A new graphene sensor could allow medical professionals to detect asthma and other respiratory problems much earlier.

Scientists from Rutgers University-New Brunswick have developed a sensor that can be incorporated into a device that alerts a person with asthma when and at what dosage to take their medication.

“Our vision is to develop a device that someone with asthma or another respiratory disease can wear around their neck or on their wrist and blow into it periodically to predict the onset of an asthma attack or other problems,” Mehdi Javanmard, an assistant professor in the Department of Electrical and Computer Engineering, said in a statement. “It advances the field of personalized and precision medicine.”

According to the study, the researchers utilized the properties of reduced graphene oxide—particularly because the material is resilient to corrosion, while also exhibiting rapid electron transfer with electrolytes, allowing for highly sensitive electrochemical detection with minimal fouling.

Modern asthma diagnosing techniques, including spirometry, which measures breathing capacity and testing for exhaled nitric oxide are costly and invasive. By measuring biomarkers in exhaled breath condensate—tiny liquid droplets discharged during breathing—researchers have found a way to better understand asthma at the molecular level and discover more targeted treatments and better disease management practices.

The new electrochemical sensor can accurately measure nitrite in exhaled breath condensate using reduced graphene oxide that resist corrosion and has superior electrical properties, while being able to accurately detect biomarkers.

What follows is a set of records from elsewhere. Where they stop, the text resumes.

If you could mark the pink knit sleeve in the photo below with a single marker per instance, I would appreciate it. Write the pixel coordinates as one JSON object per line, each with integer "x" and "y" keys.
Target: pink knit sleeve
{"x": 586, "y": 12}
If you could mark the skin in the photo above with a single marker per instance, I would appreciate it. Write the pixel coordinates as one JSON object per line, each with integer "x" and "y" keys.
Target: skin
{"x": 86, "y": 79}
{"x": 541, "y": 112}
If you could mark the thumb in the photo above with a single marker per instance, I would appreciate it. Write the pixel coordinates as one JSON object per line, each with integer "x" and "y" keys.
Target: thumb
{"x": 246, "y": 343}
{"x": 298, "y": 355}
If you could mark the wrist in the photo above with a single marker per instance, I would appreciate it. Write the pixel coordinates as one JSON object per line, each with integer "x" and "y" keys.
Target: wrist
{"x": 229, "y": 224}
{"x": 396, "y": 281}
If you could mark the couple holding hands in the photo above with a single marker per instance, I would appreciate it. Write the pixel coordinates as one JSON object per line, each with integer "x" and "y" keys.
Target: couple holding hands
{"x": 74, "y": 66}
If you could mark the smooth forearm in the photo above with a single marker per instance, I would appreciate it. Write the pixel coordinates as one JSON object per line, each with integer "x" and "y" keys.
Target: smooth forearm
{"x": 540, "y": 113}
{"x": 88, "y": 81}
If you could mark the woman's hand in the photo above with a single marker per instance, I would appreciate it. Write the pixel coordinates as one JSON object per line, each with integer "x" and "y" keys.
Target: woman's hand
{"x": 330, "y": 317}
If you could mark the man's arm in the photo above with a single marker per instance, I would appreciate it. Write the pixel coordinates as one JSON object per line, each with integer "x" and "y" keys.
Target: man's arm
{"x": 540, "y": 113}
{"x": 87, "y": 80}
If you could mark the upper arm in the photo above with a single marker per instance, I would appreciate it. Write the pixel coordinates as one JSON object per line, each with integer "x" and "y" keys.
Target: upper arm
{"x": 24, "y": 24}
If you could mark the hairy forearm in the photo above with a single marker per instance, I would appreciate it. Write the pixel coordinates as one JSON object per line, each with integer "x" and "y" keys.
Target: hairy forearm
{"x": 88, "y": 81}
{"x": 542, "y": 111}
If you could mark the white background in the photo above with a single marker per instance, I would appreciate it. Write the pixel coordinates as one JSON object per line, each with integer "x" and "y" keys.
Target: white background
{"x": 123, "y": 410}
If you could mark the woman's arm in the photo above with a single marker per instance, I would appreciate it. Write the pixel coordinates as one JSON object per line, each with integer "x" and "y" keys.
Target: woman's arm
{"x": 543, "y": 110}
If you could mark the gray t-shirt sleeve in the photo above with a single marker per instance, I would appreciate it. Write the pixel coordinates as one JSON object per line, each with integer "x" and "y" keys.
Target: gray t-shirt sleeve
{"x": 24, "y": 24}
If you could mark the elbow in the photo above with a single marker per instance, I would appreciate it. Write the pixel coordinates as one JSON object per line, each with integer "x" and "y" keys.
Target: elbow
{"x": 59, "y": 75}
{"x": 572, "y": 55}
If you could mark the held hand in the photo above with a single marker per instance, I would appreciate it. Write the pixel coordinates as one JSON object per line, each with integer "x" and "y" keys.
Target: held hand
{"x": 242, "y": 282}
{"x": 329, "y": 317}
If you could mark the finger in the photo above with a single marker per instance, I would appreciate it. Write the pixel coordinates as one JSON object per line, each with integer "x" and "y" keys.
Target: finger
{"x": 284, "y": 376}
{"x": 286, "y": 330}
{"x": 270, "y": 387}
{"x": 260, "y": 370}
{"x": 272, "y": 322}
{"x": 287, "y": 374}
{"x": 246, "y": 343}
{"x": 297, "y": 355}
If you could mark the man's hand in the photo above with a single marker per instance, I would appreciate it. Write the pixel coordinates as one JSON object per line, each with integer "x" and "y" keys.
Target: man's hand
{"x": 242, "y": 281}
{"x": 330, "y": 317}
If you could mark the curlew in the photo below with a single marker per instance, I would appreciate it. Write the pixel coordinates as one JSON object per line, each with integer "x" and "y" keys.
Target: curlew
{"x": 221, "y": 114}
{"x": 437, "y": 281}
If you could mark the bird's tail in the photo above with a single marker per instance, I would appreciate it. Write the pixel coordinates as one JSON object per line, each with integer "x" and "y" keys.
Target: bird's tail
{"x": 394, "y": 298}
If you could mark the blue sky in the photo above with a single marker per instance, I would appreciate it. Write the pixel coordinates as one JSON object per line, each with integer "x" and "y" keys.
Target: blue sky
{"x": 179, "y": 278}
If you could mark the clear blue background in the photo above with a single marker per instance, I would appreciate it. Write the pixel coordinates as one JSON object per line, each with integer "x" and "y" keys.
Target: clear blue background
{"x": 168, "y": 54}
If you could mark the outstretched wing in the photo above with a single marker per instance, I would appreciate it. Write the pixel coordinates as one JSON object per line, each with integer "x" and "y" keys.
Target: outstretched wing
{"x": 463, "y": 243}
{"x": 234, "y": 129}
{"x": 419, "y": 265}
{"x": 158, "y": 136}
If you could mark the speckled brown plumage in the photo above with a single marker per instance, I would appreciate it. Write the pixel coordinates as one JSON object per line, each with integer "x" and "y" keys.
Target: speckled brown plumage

“Nitrite level in breath condensate is a promising biomarker for inflammation in the respiratory tract,” Clifford Weisel, study co-author and professor at Rutgers’ Environmental and Occupational Health Sciences Institute (EOHSI). “Having a rapid, easy method to measure it can help an asthmatic determine if air pollutants are affecting them so they can better manage use of medication and physical activity.

“It could also be used in a physician’s office and emergency departments to monitor the effectiveness of various anti-inflammatory drugs to optimize treatment.”

Robert Laumbach, the study co-author and an occupational and environmental medicine physician at EOHSI, explained that increases in airway inflammation is a warning sign of increased risk of an asthma attack or exacerbation of COPD, which allows professionals to detect the issues earlier and utilize more-effective preventive measures or treatment.

The researchers now plan on developing a portable, wearable system that Javanmard said could be available within five years. They also plan on expanding the number of inflammation biomarkers a device could detect and measure.

About 300 million people are affected by asthma each year, with about 17.7 million adults and 6.3 million children being diagnosed with the disease in the U.S. in 2014. Other lung ailments include chronic obstructive pulmonary disease, which encompasses emphysema and chronic bronchitis.

“In the U.S. alone, allergy inflammation, asthma and various respiratory conditions are all on the rise, so devices that can help diagnose, monitor and manage these conditions will be in high demand,” Javanmard said.

The study was published in Microsystems & Nanoengineering.